“Sustainability: ‘meeting the needs of the present without compromising the ability of future generations to meet their own needs.’”
This definition heads a poster of two hands cupping what appears to be rich black soil…with an identifiably fake, plastic-needled, fir shooting up out of it. Radiating from this “fir” are heroic sentences printed in bolded green declaring the efforts of the establishment toward sustainability. But it prompted me to notice what is promoted first, those in the present; why do our needs come first? Eventually our generation is going to pass away so what is really “sustainable” about that? If sustainability is about the future and we are becoming the past, should not our efforts be geared for those beyond us? For those that can endure into the future we will not pass into? Rather the first stated concern of this advertisement is not those coming in the future but the satisfaction of us in the present.

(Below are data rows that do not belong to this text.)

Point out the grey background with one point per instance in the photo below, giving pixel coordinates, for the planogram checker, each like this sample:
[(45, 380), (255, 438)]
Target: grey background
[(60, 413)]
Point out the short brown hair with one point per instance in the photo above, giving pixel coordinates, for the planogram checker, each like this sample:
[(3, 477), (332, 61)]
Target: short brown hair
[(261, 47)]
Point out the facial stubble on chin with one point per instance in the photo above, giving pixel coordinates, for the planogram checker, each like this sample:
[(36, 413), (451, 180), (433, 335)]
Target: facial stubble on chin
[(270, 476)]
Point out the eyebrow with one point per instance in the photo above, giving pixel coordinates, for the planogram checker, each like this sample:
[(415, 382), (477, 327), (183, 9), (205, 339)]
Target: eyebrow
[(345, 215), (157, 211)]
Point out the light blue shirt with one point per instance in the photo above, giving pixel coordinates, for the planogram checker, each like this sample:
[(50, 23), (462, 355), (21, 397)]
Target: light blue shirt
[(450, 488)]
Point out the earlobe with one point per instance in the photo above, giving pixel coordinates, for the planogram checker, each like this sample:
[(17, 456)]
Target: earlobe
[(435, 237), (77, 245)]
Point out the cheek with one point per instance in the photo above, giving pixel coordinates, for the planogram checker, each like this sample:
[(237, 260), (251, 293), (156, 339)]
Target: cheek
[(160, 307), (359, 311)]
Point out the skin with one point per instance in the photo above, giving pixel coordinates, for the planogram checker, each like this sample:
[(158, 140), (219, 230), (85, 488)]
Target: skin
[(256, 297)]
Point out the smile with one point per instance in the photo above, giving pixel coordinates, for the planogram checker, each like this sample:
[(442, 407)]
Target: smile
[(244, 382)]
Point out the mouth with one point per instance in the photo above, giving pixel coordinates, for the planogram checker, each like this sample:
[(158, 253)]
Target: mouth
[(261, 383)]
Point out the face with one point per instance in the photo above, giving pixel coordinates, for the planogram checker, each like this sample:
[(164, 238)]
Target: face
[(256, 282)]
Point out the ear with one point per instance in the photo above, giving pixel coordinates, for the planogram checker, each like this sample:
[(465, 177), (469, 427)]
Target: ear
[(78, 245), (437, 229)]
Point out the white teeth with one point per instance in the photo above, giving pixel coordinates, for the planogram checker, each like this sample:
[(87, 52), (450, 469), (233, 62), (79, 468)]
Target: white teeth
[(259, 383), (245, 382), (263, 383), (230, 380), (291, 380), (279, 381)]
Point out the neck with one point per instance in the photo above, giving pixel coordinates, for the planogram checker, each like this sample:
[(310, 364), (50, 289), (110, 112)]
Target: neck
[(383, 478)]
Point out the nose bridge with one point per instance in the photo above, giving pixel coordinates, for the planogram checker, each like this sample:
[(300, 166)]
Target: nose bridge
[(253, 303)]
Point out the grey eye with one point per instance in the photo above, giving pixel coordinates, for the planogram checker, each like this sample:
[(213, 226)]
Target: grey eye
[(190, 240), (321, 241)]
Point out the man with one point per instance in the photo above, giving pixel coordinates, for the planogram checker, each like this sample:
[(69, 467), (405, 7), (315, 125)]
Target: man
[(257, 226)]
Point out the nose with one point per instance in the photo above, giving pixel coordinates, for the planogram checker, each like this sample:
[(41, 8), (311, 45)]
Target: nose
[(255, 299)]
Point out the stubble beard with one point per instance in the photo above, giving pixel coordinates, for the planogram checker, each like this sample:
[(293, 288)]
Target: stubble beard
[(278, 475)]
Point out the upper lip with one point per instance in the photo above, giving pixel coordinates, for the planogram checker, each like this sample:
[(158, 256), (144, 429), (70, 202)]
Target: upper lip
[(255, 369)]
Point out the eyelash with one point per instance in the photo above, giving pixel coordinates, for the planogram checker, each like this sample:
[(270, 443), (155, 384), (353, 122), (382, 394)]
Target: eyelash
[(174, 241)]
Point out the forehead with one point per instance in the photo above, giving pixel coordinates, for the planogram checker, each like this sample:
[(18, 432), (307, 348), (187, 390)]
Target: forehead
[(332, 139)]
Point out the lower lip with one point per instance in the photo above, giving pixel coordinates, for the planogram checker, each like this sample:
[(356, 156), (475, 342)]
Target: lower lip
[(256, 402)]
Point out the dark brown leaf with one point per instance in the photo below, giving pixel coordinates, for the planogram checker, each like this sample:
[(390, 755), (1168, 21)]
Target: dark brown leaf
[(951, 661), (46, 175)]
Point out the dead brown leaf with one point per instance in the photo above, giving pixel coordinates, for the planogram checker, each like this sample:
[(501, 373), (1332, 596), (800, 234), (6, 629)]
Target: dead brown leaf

So on a note of “us”, what exactly are our needs? The very first definition to appear to my online search query, “define needs”, states “a condition or situation where something is required or wanted” (answers.com, “the world’s leading Q&A site ®”). “Required or wanted”. In America our excess is glaring. We “supersize”, we rent storage space, we binge spend, binge drink, binge eat, we have “unlimited” minutes, “expanded” packs, hundreds of brands titled “infinity” and still somehow or another at one point our finite selves “needed” all of those things because we “wanted” them. Have we considered what future generations will want? It likely won’t be a downgrade from our present lifestyles, so how is this pattern of continually compounded need going to be provided for? And for how long will such rapid rates of increasing desires be feasibly fulfilled? It may be interesting to note that the threat of cancer, the disease associated with cells multiplying themselves at alarming rates, is damage to the very body that sustains them. At what point do the “damages” become noteworthy and the effects alarming? Is it when the finger is hampered in its ability to bend, when the hand becomes misshapen and less functional, or the aftermath when there is little left of a hand at all? And do not think that in this entire process the remainder of the body remains unscathed. For that little extra burden then that slight compensation by the other hand and then the nearly incalculable unevenness of step as the affected arm is no longer swinging in its natural pattern, the entire body becomes altered. Perhaps over short distances the unevenness of step will not be noticed, but as I learned from a good ship captain, “a matter of a degree change in course can mean you miss the continent”, and I predict this is applicable for longevity as well.
So sustainability, looking out for ourselves and our wants assuming the future can cut back for us? It sounds a lot harsher to examine the represented intentions of the current generation in this way, particularly off a poster showing a sprout in benevolent hands. But then again, it wasn’t a real tree we were shown nurturing, it was something we manufactured as a replacement…and plastic trees aren’t alive.